Emily Weaver of Batesville, AR, was once sentenced to hang for being a Confederate spy. The Weaver family had divided loyalties, the father serving as a Union soldier and three sons as Confederate soldiers. In 1864, Weaver was travelling with companions to Memphis but was re-routed through St. Louis when she became entangled in a legal web. She was arrested, charged by the Union as a spy, and sentenced to hang. However, she and her cellmate escaped and the case was eventually dismissed for lack of evidence. Weaver returned to Batesville, married Isaac Newton Reed, and had twelve children. She is buried in Oaklawn Cemetery.

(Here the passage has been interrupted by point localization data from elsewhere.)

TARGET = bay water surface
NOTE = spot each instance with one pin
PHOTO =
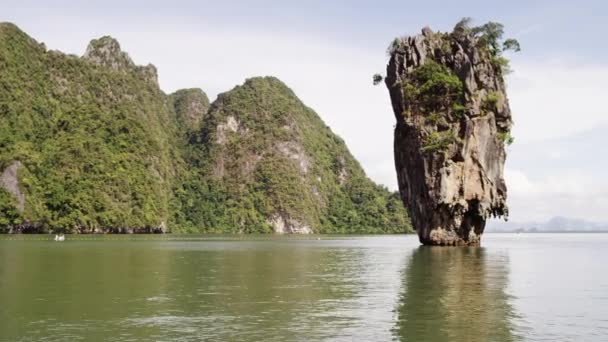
(517, 287)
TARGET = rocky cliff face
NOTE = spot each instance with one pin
(92, 144)
(453, 122)
(270, 164)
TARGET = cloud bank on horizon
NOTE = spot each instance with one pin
(327, 54)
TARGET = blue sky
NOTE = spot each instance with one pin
(327, 51)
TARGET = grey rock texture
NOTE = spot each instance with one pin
(449, 155)
(10, 182)
(106, 52)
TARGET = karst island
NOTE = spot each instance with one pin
(453, 122)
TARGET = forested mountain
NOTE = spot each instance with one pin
(92, 144)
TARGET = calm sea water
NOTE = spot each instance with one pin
(522, 287)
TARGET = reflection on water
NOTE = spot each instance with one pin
(455, 294)
(377, 288)
(273, 290)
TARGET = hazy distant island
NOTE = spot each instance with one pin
(453, 123)
(556, 224)
(91, 144)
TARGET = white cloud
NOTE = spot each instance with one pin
(556, 99)
(571, 193)
(548, 99)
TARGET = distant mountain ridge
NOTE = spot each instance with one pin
(91, 144)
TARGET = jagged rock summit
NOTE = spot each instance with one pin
(453, 122)
(93, 145)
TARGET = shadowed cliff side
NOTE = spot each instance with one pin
(453, 122)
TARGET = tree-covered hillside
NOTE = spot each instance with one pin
(98, 147)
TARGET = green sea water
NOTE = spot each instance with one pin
(524, 287)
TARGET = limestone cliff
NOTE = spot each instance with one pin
(453, 122)
(92, 144)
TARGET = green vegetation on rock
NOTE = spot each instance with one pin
(265, 155)
(103, 149)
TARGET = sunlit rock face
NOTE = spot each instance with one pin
(453, 122)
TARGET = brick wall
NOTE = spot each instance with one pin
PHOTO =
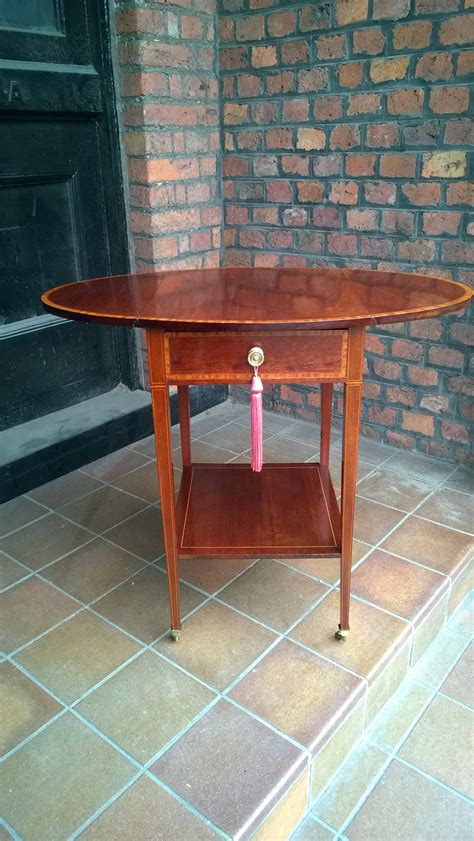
(345, 142)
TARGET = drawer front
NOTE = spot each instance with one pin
(289, 356)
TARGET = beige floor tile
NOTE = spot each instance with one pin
(29, 609)
(450, 508)
(404, 804)
(217, 644)
(397, 585)
(441, 745)
(287, 815)
(18, 512)
(210, 574)
(45, 540)
(306, 712)
(92, 570)
(411, 464)
(115, 464)
(148, 812)
(401, 715)
(229, 744)
(350, 785)
(430, 544)
(75, 656)
(145, 705)
(11, 571)
(141, 605)
(327, 569)
(142, 534)
(273, 594)
(83, 772)
(373, 521)
(25, 707)
(440, 659)
(394, 489)
(102, 509)
(461, 480)
(373, 638)
(64, 489)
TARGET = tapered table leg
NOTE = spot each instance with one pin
(326, 415)
(184, 424)
(161, 421)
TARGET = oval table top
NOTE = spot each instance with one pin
(245, 298)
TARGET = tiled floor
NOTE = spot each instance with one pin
(112, 730)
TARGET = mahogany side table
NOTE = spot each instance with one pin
(200, 327)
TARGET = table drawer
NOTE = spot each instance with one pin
(289, 356)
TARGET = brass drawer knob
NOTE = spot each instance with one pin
(255, 357)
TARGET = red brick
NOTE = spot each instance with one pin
(380, 192)
(449, 100)
(398, 166)
(376, 247)
(458, 252)
(432, 67)
(422, 376)
(296, 110)
(249, 28)
(342, 244)
(457, 30)
(294, 52)
(446, 357)
(396, 394)
(279, 138)
(281, 82)
(382, 415)
(417, 422)
(296, 164)
(345, 137)
(437, 224)
(326, 217)
(249, 84)
(370, 41)
(279, 191)
(280, 24)
(383, 135)
(327, 165)
(344, 192)
(350, 74)
(419, 250)
(311, 191)
(362, 220)
(331, 46)
(364, 103)
(422, 194)
(460, 193)
(295, 217)
(387, 370)
(315, 79)
(406, 101)
(264, 56)
(412, 36)
(398, 222)
(453, 431)
(358, 165)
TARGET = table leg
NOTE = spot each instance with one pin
(161, 420)
(326, 415)
(184, 425)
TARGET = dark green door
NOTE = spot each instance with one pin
(61, 203)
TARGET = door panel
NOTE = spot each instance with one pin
(61, 204)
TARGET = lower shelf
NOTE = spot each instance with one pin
(287, 509)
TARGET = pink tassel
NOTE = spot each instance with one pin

Photo 1: On the photo it very faintly says, “Mrs. F. P. Albright, Batesville, Ark.” Standing, left to right: Rena Fraley, Winnie Reed, Jessie Fraley Rosebrough, Susie Butler Lawrence, Lulu Fitzhugh Hail, Mr. Weed, E. M. Dickinson, J. (Mrs. E. M. ) Dickinson, Ida Pickett Ferrill, Mrs. Frank Martin, Nona Yancey, Boleyn Pickett Hardy, Emma Coleman. In chairs, left to right: Allie Young, Maria Ramsey Albright, Sophia Hynson Lawrence, Sarah Byers Dickinson, Emily Weaver Reed, Mrs. Dunnington, Mrs. Allie Ruddell. On ground, left to right: Amy Ferrill, Helen Albright, Emma Stinson, John Ferrill, Stella Hardy. Williams, Mabel Padgett Sloan
Photo 2: Painting of the Reed-Kennerly House on the corner of 6th and Main streets in Batesville. The house dated from the late 1840s and was built by David C. Montgomery. It was purchased from him by Emily Reed, wife of I.M. Reed, a prominent merchant. Their daughter married H.M. Kennerly, a banker in Batsville. The Kennerlys lived their lives in this home until 1972, when it was razed and a furniture business was built on the lot. Later it became First Baptist Church’s Annex.